- Born: 23 March 1917 Westboro, Missouri, U.S.
- Died: 28 November 1980 (aged 63) Cleveland Heights, Ohio, U.S.
- Education: Simpson College Iowa State College
- Known for: Carbon fixation Gluconeogenesis Pyruvate carboxylase Phosphoenolpyruvate carboxykinase
- Spouse: Marjorie Manifold ​(m. 1939)​
- Children: Douglas
- Awards: Paul-Lewis Award in Enzyme Chemistry (1956)
- Scientific career
- Fields: Biochemistry
- Workplaces: University of Minnesota Western Reserve University Case Western Reserve University

= Merton F. Utter =

American microbiologist and biochemist (1917–1980)

Merton Franklin Utter (23 March 1917 – 28 November 1980) was an American microbiologist and biochemist.
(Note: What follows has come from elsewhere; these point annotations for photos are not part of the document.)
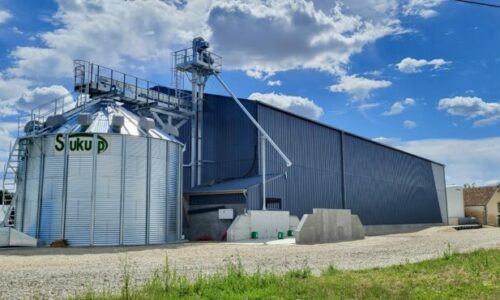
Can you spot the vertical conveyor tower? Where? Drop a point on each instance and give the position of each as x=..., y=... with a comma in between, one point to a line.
x=200, y=64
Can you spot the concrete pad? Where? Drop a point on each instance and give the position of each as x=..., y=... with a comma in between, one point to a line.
x=294, y=222
x=285, y=242
x=329, y=225
x=239, y=229
x=267, y=224
x=358, y=232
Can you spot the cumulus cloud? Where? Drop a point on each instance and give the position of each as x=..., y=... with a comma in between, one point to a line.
x=17, y=97
x=423, y=8
x=299, y=105
x=4, y=16
x=274, y=83
x=484, y=113
x=121, y=34
x=273, y=36
x=409, y=124
x=412, y=65
x=470, y=161
x=368, y=106
x=41, y=95
x=399, y=106
x=359, y=88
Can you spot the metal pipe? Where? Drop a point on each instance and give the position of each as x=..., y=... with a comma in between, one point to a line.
x=193, y=137
x=262, y=131
x=200, y=133
x=263, y=158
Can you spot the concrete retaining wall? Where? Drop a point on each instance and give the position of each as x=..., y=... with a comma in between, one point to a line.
x=329, y=225
x=396, y=228
x=267, y=224
x=10, y=237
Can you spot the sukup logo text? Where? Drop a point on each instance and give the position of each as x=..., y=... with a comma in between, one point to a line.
x=81, y=142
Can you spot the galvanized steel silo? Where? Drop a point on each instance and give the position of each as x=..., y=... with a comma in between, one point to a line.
x=94, y=181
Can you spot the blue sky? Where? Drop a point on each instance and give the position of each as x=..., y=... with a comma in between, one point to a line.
x=421, y=75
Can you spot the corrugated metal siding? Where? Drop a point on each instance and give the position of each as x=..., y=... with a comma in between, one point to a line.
x=134, y=222
x=384, y=186
x=108, y=194
x=52, y=196
x=229, y=141
x=217, y=199
x=30, y=205
x=173, y=200
x=78, y=202
x=314, y=180
x=158, y=193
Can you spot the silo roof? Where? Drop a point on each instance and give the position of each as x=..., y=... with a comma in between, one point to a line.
x=101, y=114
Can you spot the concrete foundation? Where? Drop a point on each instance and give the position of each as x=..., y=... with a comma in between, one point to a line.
x=327, y=226
x=267, y=224
x=10, y=237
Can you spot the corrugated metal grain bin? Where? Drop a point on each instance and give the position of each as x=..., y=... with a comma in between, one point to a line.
x=101, y=184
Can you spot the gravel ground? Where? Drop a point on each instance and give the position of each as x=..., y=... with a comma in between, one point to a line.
x=55, y=273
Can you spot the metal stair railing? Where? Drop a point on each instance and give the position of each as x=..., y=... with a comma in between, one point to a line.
x=96, y=79
x=10, y=179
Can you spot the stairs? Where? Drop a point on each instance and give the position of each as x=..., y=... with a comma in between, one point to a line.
x=10, y=180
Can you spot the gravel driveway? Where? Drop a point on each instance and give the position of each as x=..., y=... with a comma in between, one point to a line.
x=54, y=273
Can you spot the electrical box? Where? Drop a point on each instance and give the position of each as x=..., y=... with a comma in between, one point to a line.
x=226, y=214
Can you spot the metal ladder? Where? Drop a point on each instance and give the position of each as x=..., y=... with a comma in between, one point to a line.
x=10, y=180
x=178, y=82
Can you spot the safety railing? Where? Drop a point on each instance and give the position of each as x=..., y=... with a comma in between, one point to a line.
x=92, y=78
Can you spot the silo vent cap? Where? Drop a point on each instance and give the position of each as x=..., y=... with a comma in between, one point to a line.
x=117, y=122
x=85, y=119
x=147, y=123
x=55, y=121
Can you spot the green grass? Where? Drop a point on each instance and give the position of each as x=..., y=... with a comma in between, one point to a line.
x=454, y=276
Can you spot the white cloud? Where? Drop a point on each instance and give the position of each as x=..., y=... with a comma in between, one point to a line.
x=299, y=105
x=17, y=97
x=261, y=37
x=409, y=124
x=359, y=88
x=4, y=16
x=274, y=83
x=485, y=113
x=41, y=95
x=368, y=106
x=273, y=36
x=114, y=37
x=399, y=106
x=412, y=65
x=422, y=8
x=467, y=161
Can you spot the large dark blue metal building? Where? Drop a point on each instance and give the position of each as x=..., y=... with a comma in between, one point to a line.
x=331, y=169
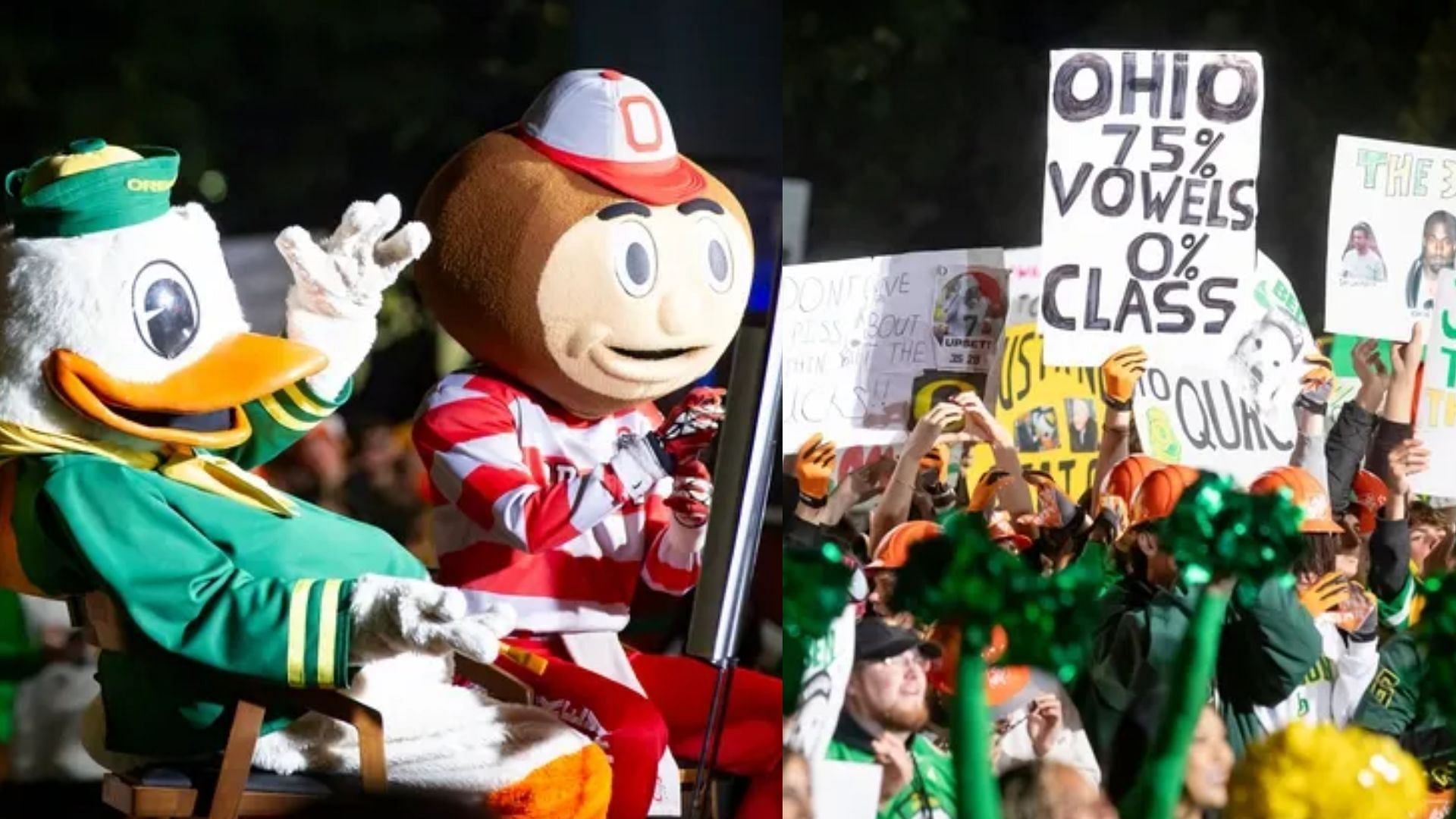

==Early life and education==
Utter was born in Westboro, Missouri; in his first year, the family moved to New Market, Iowa, for his father's job in a bank. His mother worked as an organist in churches, which stimulated Utter's lifelong love of music. His education began in New Market. The family later moved to Coin, Iowa, where in 1934 he graduated from high school. He attended Simpson College in Indianola, Iowa, where he graduated in 1938. Merton went to graduate school until 1942 at Iowa State College; his advisor was Chester Hamlin Werkman. In 1939, he married Marjorie Manifold, who worked as a secretary for Theodore Schultz.

==Academic career==
In 1944, Utter was appointed assistant professor at the University of Minnesota; in 1946, he became an associate professor at Western Reserve University in Cleveland, where his colleagues included Harland G. Wood, Warwick Sakami, Thomas P. Singer, Victor Lorber, Lester Krampitz, John Muntz and Robert Greenberg. His son Douglas Max Utter was born in 1950, and later became an expressionist artist. Utter was appointed full professor in 1956. Between 1965 and 1976, he was also chair of the department of biochemistry. During his time at Western Reserve (later Case Western Reserve University), he spent three years at other universities: in 1953 with the help of the Fulbright Program at the University of South Australia, in 1960 at the University of Oxford, and in 1968 at the University of Leicester, where he met Hans Kornberg daily for discussion on the way to work. He served as associate editor of the Journal of Biological Chemistry. He became a member of the American Academy of Arts and Sciences in 1972 and In 1973 was honored with membership in the National Academy of Sciences.

==Scientific contributions ==
Utter was a pioneer in the fields of bacterial and intermediary metabolism. As a graduate student and assistant professor he was involved in several classic experiments on the fixation of CO_{2} in bacteria and higher organisms. His most significant finding was that gluconeogenesis is not reverse glycolysis. He and his coworkers discovered the enzymes pyruvate carboxylase and phosphoenolpyruvate carboxykinase and their role in converting pyruvate to phosphoenolpyruvate via oxaloacetate in gluconeogenesis, a pathway not the reverse of that catalyzed in glycolysis by pyruvate kinase. They also uncovered the role of acetyl-CoA in regulating the rate of pyruvate carboxylase, one of the first discoveries of allosteric regulation. In 1966, he examined the quaternary structure of pyruvate carboxylase of chickens by means of electron microscopy, which was one of its first applications for this purpose. The enzyme was found to be a tetramer, which was later found to be true for other organisms by researchers like Gerhard Gottschalk. Later in his career, his lab became a leading center in the study of inborn errors of metabolism of pyruvate. For example, he showed that contrary to contemporary belief, Leigh disease is not associated with deficiency in pyruvate carboxylase activity.